Dans un peu plus d'une heure il va prendre le train en direction d'Angers. Quant à son fils, il doit se lever dans une heure pour être prêt lorsque son oncle ira le chercher pour aller à leur "Grand Prix".
Chacun son programme.
Eric allume l'horloge du salon et, tout en prenant son café, continue la lecture du manga qu’il s’était acheté hier. Jambes croisées et couilles à l’air, ses vêtements sont parfaitement pliés sur le canapé et prêts à être portés.
En allant en direction du tramway, il croise une dame noire, à la corpulence avérée, au milieu de la route avec sa trottinette. Elle lui demande où se trouve la maison de retraite "La Quiétude". Eric lui indique la voie et file.
« Qu'elle idiote de marcher sur la route en pleine nuit », jugea-t-il. Il ne chercha pas à en savoir plus. Pourquoi faire un repérage de nuit d’abord ? Un contrat ? S’étant déjà fixé un but pour la journée, Eric ne voulait pas analyser ce cas pourtant si proche de son lieu d’habitation.
Il est impressionnant de voir autant de monde dans le tramway à 6h30 du matin. Le "Grand Prix" y est forcément pour quelque chose.

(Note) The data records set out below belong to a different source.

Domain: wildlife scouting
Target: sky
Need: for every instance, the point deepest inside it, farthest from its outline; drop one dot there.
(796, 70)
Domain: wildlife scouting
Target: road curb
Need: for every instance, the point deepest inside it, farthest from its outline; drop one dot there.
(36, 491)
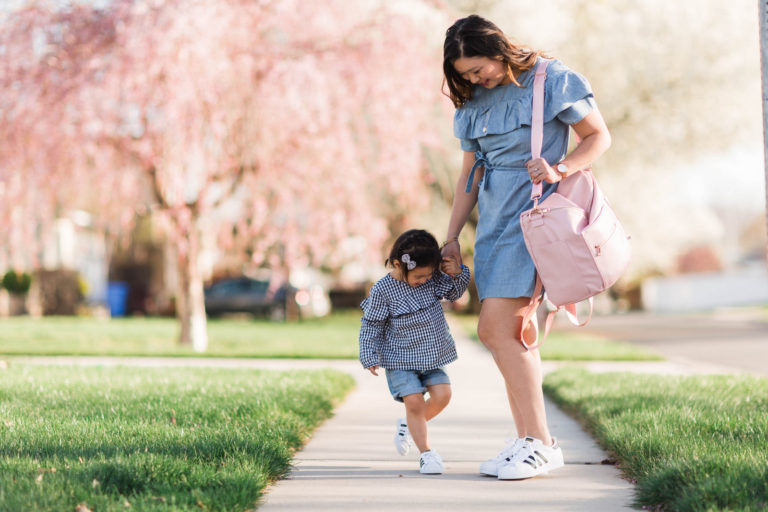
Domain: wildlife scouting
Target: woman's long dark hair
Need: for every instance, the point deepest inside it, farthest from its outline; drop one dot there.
(474, 36)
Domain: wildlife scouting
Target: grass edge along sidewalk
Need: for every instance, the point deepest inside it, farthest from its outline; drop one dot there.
(695, 443)
(154, 439)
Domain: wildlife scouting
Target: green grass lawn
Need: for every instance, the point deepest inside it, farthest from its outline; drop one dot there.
(331, 337)
(691, 443)
(151, 440)
(561, 346)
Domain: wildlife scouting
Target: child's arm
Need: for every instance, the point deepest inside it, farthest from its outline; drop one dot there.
(450, 266)
(453, 287)
(372, 327)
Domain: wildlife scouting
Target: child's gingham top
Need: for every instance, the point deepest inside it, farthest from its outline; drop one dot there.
(404, 328)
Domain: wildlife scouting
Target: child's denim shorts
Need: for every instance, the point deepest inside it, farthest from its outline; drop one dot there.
(408, 382)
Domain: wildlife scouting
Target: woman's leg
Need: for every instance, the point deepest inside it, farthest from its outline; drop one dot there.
(498, 329)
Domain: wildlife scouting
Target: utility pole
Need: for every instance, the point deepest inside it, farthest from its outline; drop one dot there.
(763, 12)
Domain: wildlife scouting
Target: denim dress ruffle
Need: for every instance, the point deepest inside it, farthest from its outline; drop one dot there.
(496, 125)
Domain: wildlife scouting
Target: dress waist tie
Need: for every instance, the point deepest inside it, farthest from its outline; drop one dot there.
(482, 160)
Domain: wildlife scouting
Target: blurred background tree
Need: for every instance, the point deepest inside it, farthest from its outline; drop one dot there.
(289, 134)
(283, 126)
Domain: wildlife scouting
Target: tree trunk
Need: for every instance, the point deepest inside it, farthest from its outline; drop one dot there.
(190, 301)
(763, 14)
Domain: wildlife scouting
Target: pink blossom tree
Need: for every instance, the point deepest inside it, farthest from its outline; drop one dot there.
(306, 120)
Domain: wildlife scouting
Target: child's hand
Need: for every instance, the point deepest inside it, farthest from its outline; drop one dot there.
(450, 266)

Eric a eu la présence d’esprit de prendre un livre pour l’accompagner dans son voyage. Le dernier roman d’Amélie Nothomb fera l’affaire. Son train en direction du Croisic va le transporter jusqu’à la gare d’Angers Maître-École ; une première pour lui.
Commençant sa lecture, il lève la tête et son regard le porte sur une jeune fille assise sur un strapontin qui pianote sur son portable... en larmes. Son visage passe par toutes les expressions possibles. Un bien beau sujet d’étude pour arracher Eric de son livre un temps.
Arrivé à Étriché-Châteauneuf, Eric ferme les yeux pour les rouvrir en sursaut au Vieux Briollay.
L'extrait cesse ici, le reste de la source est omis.